There is a particular kind of transition that doesn’t get talked about enough.
It’s not the moment after the decision is made.
It’s not the clarity of arrival.
It’s the long, sacred, often uncomfortable space before.
The waiting.
The wondering.
The listening.
I’ve been living in that space.
The search and call process in the life of the church is, in many ways, one of the most vulnerable journeys a person can take. It is not just a job search. It is not simply a professional transition.
It is a discernment of call—of vocation—of where your life might meet the needs of the world in a meaningful way.
And when I say call, I don’t mean a job title or a single role.
Call is the ongoing invitation to live with purpose. It is the quiet (and sometimes not-so-quiet) pull toward what gives life—both to you and to others. It is where your gifts, your passions, your experiences, and the needs around you begin to intersect.
For some, that takes shape in ministry.
For others, it is lived out in caregiving, teaching, creating, organizing, advocating, or simply showing up with presence and compassion in everyday life.
Call is not something reserved for a few.
It is something that unfolds within all of us.
And that kind of transition asks something deeper of you.
It asks for trust.
There is an anticipation that builds during a season like this.
Emails that could change everything.
Conversations that carry possibility.
Moments where your heart quietly whispers, “Could this be it?”
And yet, alongside that anticipation is a steady invitation to patience.
Not passive waiting—but active, intentional, grounded patience.
The kind that resists the urge to rush ahead.
The kind that holds excitement and uncertainty in the same breath.
Because the truth is, you can feel ready for what’s next…
…and still not be there yet.
That tension is not a failure.
It is part of the formation.
In the United Church of Christ, we often say, “God is still speaking.”

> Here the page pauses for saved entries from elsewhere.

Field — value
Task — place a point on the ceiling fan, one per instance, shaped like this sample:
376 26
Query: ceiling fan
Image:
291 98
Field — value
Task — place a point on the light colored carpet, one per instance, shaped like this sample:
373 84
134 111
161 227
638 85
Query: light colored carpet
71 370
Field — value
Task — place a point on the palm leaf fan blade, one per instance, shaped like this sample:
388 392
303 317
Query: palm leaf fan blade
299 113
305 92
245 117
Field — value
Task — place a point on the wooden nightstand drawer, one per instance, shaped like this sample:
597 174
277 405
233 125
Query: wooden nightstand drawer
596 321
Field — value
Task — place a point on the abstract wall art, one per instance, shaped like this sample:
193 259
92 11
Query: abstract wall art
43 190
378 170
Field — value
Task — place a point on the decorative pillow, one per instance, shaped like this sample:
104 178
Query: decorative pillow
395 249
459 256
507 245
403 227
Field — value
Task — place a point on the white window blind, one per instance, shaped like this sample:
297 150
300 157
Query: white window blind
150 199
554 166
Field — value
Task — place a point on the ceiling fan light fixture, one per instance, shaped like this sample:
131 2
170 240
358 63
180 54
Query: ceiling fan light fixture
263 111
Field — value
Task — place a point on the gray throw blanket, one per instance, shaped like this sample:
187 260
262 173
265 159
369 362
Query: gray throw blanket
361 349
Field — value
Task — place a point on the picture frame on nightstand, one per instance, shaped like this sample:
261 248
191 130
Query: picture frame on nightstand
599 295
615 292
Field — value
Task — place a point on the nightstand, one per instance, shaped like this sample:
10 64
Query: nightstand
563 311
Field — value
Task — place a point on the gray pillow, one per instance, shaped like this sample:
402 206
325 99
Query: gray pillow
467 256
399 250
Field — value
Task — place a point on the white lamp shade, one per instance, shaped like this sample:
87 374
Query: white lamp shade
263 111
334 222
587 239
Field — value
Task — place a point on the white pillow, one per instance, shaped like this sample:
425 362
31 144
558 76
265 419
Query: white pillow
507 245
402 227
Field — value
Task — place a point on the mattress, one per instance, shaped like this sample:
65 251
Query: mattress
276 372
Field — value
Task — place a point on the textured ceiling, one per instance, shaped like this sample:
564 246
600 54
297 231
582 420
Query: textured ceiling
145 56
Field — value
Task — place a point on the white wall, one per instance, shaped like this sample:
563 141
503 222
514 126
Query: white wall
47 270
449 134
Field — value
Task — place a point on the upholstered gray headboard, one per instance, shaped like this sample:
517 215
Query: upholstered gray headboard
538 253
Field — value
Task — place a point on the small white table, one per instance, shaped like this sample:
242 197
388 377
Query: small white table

But in seasons of transition, that becomes more than a phrase.
It becomes a practice.
A discipline of paying attention.
Because when so much feels uncertain, the temptation is to grasp for control—to make something happen, to force clarity, to fill the silence with our own voice.
But discernment doesn’t work that way.
Instead, it asks us to slow down enough to listen.
To listen not only in prayer, but in conversation.
In the wisdom of others.
In the quiet nudges of the Spirit that don’t shout—but persist.
And perhaps most importantly, to listen within ourselves—
to that place where calling and truth meet.
There were moments in this journey when I had to ask not, “What do I want?”
but rather,
“Where is God at work—and how am I being invited into it?”
That question changes everything.
One of the gifts of this season has been a deeper understanding of something we don’t always name clearly enough:
Call is not static.
It evolves.
It stretches.
It grows with us.
In the framework of Abundant Aging, we often talk about life not as a slow diminishing, but as a continued unfolding—a deepening into meaning, purpose, and connection at every stage of life.
Call works the same way.
What we are called to in one season may look very different in another.
A role may shift.
A path may change.
New opportunities—or even new limitations—may invite us into a different way of living out our purpose.
And yet, the call itself remains.
Not as a fixed destination…
but as a living relationship between who we are and how we are invited to love the world.
Trust, then, is not just something we rely on in moments of transition.
It is something that sustains abundant living across a lifetime.
Because to live abundantly is not to have everything figured out.
It is to remain open.
Open to growth.
Open to change.
Open to the ongoing invitations of God.
Trust is what allows us to say yes—
not just once,
but again and again as life shifts.
It gives us the courage to release what was,
to embrace what is,
and to step into what might be.
In this way, trust is not simply about getting through a transition.
It is about becoming the kind of person who can live fully within it.
And here is the truth I am holding now:
Even as I have reached the end of this particular search and call process…
Even as I have said yes to a new call…
I am not arriving at an endpoint.
I am standing at another beginning.
Because accepting a call is not the end of transition.
It is the doorway into a new one.
There will be new relationships to build.
New rhythms to learn.
New ways of listening, leading, and growing.
And so the practices that sustained me in the waiting—
patience, attentiveness, trust—
are not behind me.
They are what I will carry forward.
Because this is what a life of faith looks like:
Not a single call, clearly defined once and for all…
but a lifelong conversation between our lives and the voice of God.
A conversation that continues to unfold,
season after season.
As you reflect on your own seasons of transition—and the ways your life continues to unfold—I invite you to sit with these questions.
Not to answer them quickly,
but to hold them gently:
Transitions are rarely easy.
But they are often sacred.
And in the waiting,
in the listening,
in the courage to trust—
not just once, but throughout a lifetime—
we begin to discover something deeper.
That abundant living is not found in staying the same…
but in being willing to keep becoming.